Proof. The question is local on $Y$, hence we may assume that $Y$ is affine. In this case $X$ is quasi-compact as $f$ is quasi-compact. Write $X = X_1 \cup \ldots \cup X_ n$ as a finite union of affine opens. Then $f' : X' = X_1 \amalg \ldots \amalg X_ n \to Y$ is a surjective flat morphism of affine schemes. Note that for $T \subset Y$ we have $(f')^{-1}(T) = f^{-1}(T) \cap X_1 \amalg \ldots \amalg f^{-1}(T) \cap X_ n$. Hence, $f^{-1}(T)$ is open if and only if $(f')^{-1}(T)$ is open. Thus we may assume both $X$ and $Y$ are affine.

Let $f : \mathop{\mathrm{Spec}}(B) \to \mathop{\mathrm{Spec}}(A)$ be a surjective morphism of affine schemes corresponding to a flat ring map $A \to B$. Suppose that $f^{-1}(T)$ is closed, say $f^{-1}(T) = V(J)$ for $J \subset B$ an ideal.
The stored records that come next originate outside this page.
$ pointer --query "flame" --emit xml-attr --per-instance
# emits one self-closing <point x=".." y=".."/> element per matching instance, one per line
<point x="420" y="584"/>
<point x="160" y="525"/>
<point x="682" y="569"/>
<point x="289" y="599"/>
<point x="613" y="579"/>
Then $T = f(f^{-1}(T)) = f(V(J))$ is the image of $\mathop{\mathrm{Spec}}(B/J) \to \mathop{\mathrm{Spec}}(A)$ (here we use that $f$ is surjective). On the other hand, generalizations lift along $f$ (Lemma 29.25.9). Hence by Topology, Lemma 5.19.6 we see that $Y \setminus T = f(X \setminus f^{-1}(T))$ is stable under generalization. Hence $T$ is stable under specialization (Topology, Lemma 5.19.2). Thus $T$ is closed by Algebra, Lemma 10.41.5. $\square$